The OS, or environment is called espidf
. IDF is the interface designed by espressif for interacting with the chip (threading, allocating, etc). As mentioned above the idf was abstracted and embedded with the rust standard library on espressifs compiler fork.
Generally esp32 and espidf aren't words that change in the future as one is a already well established chip and the other an interface for all espressif chips.
esp32 is the name of a specific chip. The company espressif builts widely used micro controllers that are very accessible (at least in Germany). They've recently increased their rust support with a compiler fork that supports the standard library and multiple other tooling in and for Rust. I don't know if it meets the criteria of a custom vendor, but it's at least "not specifically recognized by upstream Autotools, LLVM, Rust". There are also multiple other chip families built by espressif, current rust support is available for the chips
xtensa-esp32s2-espidf
andriscv32imc-esp-espidf
. So when you decide to add this triple, it would make sense to think about the others as well.

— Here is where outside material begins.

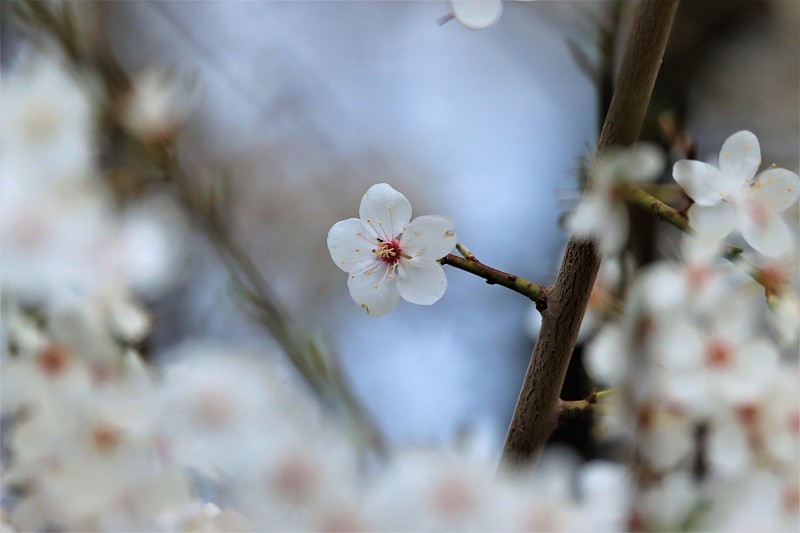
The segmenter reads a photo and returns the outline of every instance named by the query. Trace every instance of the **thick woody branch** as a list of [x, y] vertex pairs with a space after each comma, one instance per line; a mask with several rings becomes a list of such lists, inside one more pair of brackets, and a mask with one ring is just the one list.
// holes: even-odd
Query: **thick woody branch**
[[[678, 0], [639, 5], [597, 154], [638, 139], [677, 7]], [[506, 465], [534, 462], [558, 424], [559, 395], [599, 266], [592, 242], [570, 239], [506, 437]]]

Target strings aren't sequences of arbitrary identifiers; they're arch-vendor-os-env-binfmt
, with some parts optional. target-lexicon
is built around this structure, because it translates these into enums for Architecture
, Vendor
, OperatingSystem
, Environment
, and so on. As such, it's not clear how we should parse esp32
, esp
, or esp32s2
, because there's no "chip name" field in that position. Typically, if a chip is distinct enough to be reflected in the target string, it's mangled into the architecture field, like armv7 or riscv64gc.
In the Rust toolchain, what are the values for target_arch
, target_vendor
, target_os
, and target_env
? That may be what target-lexicon can follow.
target xtensa_esp32_espidf has: target_arch: xtensa target_cpu: esp32 target_os: espidf target_env: newlib target_vendor: espressif
target riscv32imc_esp_espidf has: target_arch: riscv32 target_cpu: generic-rv32 target_os: espidf target_env: newlib target_vendor: espressif target_features: +m,+c
Ah oke I see. But how should target lexicon treat this then? The 'real' target string for xtensa_esp32_espidf
would be xtensa-espressif-espidf-newlib
. Looking at the roundtrip test I assume that the target strings in this library are reflexive. One way of adding this could be to allow esp32
and esp
as custom vendors and just add Xtensa as a target and espidf as an operating system.
I don't know if you would like to add this, but I think that as the availability of standard library usage on the espressif chips was enabled, more people could stumble accross this issue, just like me.
It sounds like adding espidf
as an OperatingSystem would make sense at least, and then you could treat esp
and esp32
as custom "vendors" for now, so I'd accept a PR for that. Custom vendors are similar to private use areas, so ideally those would be changed before such targets are added to upstream Rust.
Alternatively, do you know which package is depending on target-lexicon
, causing this to come up? A pattern that's come up a few times is code using target-lexicon
to parse target strings just to have a type to hold them in. If the broken-out parts of the target string aren't needed, it may be better to just hold them in String
s, which automatically work on any target string, present or future.
Oke, I am going to file a PR for that I think. The crate I would like to build is the wasmer WASM runtime. It currently also doesn't compile with a fix for target-lexicon for other reasons, but it's generally rather difficult to change wasmer's usage of target lexicon I think.
Would it be possible to add the
xtensa-esp32-espidf
target? It's the target for an esp32 chip with the standard library implemented in espressifs rust fork.